Disabled characters and the need for authenticity

Published on: 5 Rhagfyr 2014 Author: Alex Strick

BookTrust consultant Alexandra Strick talks about the value of research and the need for more disabled children's writers and illustrators.

This week saw the International Day of Disabled People. So what better day to celebrate the work of disabled children's book writers and illustrators? The only problem - where are all the disabled writers and illustrators?

Sadly, where the mainstream children's book world is concerned, there are remarkably few in print.

Of course, that's not say that one has to be disabled oneself in order to include a disabled character in a book. With a bit of thought and research, any illustrator should be able to include a disabled character somewhere in their books without vast amounts of first-hand knowledge. I am also not suggesting that disabled people should write only about disability.

However, there is most certainly a place for more in-depth depictions of disabled people in books - and if you are going to make your protagonist disabled, direct experience is going to be of great value, if not essential.

At very least, extremely thorough research is needed if the portrayal is going to be accurate, convincing and insightful.

Take Marcus Sedgwick's She is Not Invisible as a case in point. The successful creation of a credible blind protagonist was no doubt down to the substantial homework he did on the subject. Listening to young visually impaired people at an awards ceremony initially inspired him. This led him to contact specialist college (New College Worcester) where he sat in on classes and conducted one-to-one interviews. Having read up a lot on the subject, he then made the decision to concentrate on a particular form of visual impairment (blindness from birth) and learnt all he could about that specific condition. Only then did he start work on Laureth, and crucially he focused not on what she might be like in terms of being blind, but on her specific personality and how she - as an individual - might tackle the various challenges that faced her. The result is that what really strikes the reader is her bubbly personality, her quirks, her resourcefulness and her teenage insecurities.
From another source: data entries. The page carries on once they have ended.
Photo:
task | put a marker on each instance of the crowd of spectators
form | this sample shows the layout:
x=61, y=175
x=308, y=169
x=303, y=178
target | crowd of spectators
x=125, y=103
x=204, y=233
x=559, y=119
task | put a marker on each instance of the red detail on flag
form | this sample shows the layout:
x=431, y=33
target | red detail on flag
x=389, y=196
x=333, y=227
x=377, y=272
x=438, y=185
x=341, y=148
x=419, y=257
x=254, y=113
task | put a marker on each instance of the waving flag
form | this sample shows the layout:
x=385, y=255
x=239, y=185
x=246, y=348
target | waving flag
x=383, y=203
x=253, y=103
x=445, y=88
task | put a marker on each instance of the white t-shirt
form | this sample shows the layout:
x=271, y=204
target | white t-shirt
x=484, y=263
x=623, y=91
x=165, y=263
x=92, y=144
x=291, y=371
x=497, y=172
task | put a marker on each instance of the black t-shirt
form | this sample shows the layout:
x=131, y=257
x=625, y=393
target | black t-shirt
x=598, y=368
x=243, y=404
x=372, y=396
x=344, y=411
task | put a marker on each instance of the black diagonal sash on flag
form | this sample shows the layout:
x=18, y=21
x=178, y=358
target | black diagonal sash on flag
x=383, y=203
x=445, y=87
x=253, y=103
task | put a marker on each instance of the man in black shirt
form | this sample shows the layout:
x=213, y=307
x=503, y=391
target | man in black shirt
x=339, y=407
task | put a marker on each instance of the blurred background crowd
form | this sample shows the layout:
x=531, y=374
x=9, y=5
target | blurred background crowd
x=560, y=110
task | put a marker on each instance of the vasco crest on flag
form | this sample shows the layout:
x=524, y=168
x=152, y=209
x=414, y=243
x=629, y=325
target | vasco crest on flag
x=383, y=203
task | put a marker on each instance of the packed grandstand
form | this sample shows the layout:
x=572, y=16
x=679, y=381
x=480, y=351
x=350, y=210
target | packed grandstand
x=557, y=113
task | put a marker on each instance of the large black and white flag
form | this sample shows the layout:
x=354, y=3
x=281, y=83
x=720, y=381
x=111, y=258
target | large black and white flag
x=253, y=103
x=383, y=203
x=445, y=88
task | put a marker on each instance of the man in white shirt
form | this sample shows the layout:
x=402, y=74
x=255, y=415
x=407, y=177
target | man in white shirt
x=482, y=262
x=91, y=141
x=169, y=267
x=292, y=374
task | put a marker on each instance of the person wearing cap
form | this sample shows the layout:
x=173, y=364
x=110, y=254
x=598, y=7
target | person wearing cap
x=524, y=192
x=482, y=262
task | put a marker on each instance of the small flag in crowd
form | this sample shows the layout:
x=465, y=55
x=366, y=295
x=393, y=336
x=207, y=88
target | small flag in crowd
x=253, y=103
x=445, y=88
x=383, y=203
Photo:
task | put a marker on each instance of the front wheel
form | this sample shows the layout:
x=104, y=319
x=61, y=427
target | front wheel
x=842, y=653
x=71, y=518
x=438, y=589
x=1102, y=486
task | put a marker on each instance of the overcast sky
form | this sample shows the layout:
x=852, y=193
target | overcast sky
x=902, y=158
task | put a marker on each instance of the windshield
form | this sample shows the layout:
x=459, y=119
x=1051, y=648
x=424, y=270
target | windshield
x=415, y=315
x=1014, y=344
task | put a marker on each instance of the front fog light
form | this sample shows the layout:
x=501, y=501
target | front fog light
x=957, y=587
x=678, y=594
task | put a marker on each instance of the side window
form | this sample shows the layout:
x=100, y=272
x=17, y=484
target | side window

The book succeeds in being an adventure about a girl who happens to be blind - rather than a book about blindness - whist still sharing plenty of interesting facts about what it can be like to be visually impaired along the way. For example, particularly effective is the way Laureth describes how she feels she must ensure people don't feel awkward uncomfortable about her impairment, by concentrating on 'looking' in their direction when she speaks.

Other writers have even more direct experience of the subject at hand. The award-winning Maggot Moon by Sally Gardner features a dyslexic protagonist - but it's not about dyslexia. It's the harrowing story of boy who is forced to stand up to a despotic regime. Yet it has much to say on the subject of dyslexia, and it does so in a decidedly original way.

The book sees its hero bullied by his classmates, written off by teachers and abhorred by a society which rejects difference.

However, as well as powerfully illustrating the negative attitudes that a person with dyslexia can encounter, the book also illustrates the remarkable potency of being able to 'see the world differently'. And Sally Gardner is herself severely dyslexic - even once being branded 'unteachable'. Poignantly, Maggot Moon is dedicated to all those who did not shine at school but 'who will own tomorrow.'

Interestingly, Gardner did not set out to make her hero dyslexic - it was only once the book was written that it became apparent from his perspective on the world that he was. However Gardner feels very strongly that children need to see other people with dyslexia both in books and in life.

Then there are picture books like Moonbird (by Joyce Dunbar, iillustrated by Jane Ray) and Freddie and the Fairy (by Julia Donaldson, illustrated by Karen George) each of which successfully offer a powerful message about deafness, whilst not allowing itself to be sidelined off into the realms of 'issue' books. Both books are backed up by a strong sense that the team behind the book boast a real knowledge of the subject.

To summarise, as regularly noted in this blog, the children's book landscape still needs many more books which feature disabled characters, but particularly more written by people with direct personal experience.

In signing off, I urge readers to look out for books by the likes of Lois Keith (titles such as A Different Life) and Jane Stemp (Secret Songs and Waterbound) whose superb writing style blended with a powerful and insightful depiction of disability illustrate exactly why we need more disabled writers in children's book publishing.